Why did he have to look so menacing, hungry? Why was he sweating on such a windy, wet day? He watched me step in, I know he did. He smiled too, which made the acid in my empty stomach intensify.

“Ridiculous, isn’t it, this rain? “

I nodded fast and turned to face the road so he wouldn’t think I wanted to continue with small talk, or any kind of talk, or acknowledgment.

This probably isn’t a good idea. 

If I have my back turned to him, I wouldn’t see an attack coming. I wasn’t so not street savvy. I studied most of the time, inside my two bedroom house. Turning to the side, resting my left elbow on the glass counter, I decided, was the angle at which I would not be ferociously attacked by this shirtless, fat, bald man in his dusty blue sarong. They never wear anything underneath. I shudder. From the cold and other fears.

“You are drenched, daughter. Should I get you a cloth or a towel or something? “

The cheeriness in voice escaped me, so did the concern. I only heard a rasp. I am not his daughter. Why do middle aged people want to own you by titling you as family?

“No. “

He let me by myself, quietly for some time, and retreated to the back room.

Where he could storing some kind of weapon, or some kind of chemical…

He came back out with something long and red in his hand. No, orange.

“I noticed you don’t have an umbrella or a rain coat. This is my wife’s umbrella. Use it. “

I took it.

Say thank you Aisha. 

“Thank you.”

“Don’t mention it, daughter. I woke up late today, opened up shop late too and I forgot to turn on the radio to listen to the weather report. These days come and go. Strange, uneven days. Don’t they.”

I nod, smiling. That’s when I get a look at what he has in the glass case of his shop. He’s a baker. His fingers are covered in a sticky film of dough, that’s what he smells like too. I wish he had a shirt on though. A wife beater, at least.
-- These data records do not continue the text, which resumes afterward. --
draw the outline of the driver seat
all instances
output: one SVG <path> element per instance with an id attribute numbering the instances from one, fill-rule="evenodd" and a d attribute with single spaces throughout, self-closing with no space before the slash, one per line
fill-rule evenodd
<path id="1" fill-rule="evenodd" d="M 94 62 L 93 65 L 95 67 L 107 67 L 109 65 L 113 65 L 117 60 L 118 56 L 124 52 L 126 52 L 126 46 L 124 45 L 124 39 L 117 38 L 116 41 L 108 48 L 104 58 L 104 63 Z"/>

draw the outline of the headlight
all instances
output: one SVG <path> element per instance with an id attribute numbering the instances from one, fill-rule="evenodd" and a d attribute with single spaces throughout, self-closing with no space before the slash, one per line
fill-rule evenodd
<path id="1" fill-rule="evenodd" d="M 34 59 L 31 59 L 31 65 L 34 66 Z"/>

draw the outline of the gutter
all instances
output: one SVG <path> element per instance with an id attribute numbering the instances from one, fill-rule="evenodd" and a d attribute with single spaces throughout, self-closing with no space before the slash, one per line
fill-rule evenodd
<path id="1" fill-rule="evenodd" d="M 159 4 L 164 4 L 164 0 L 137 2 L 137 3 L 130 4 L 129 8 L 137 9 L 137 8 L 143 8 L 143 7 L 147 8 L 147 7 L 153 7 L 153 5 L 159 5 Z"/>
“I better get back to the kitchen. The rain will stop soon and customers will come in around lunch time. People get hungry for bread during the colder seasons. You take care now. ”

“I will bring the umbrella back. “

“You can if you want. I don’t think the wife will mind if you don’t though. “

I stayed a while, until the shower ceased. He wasn’t in the front to wish him a good day. I regret not smiling a little more, not doing a little something more to show my gratitude, because I never returned the umbrella. I hope his wife isn’t upset. She must have liked the hibiscus pattern on the rim. I do too.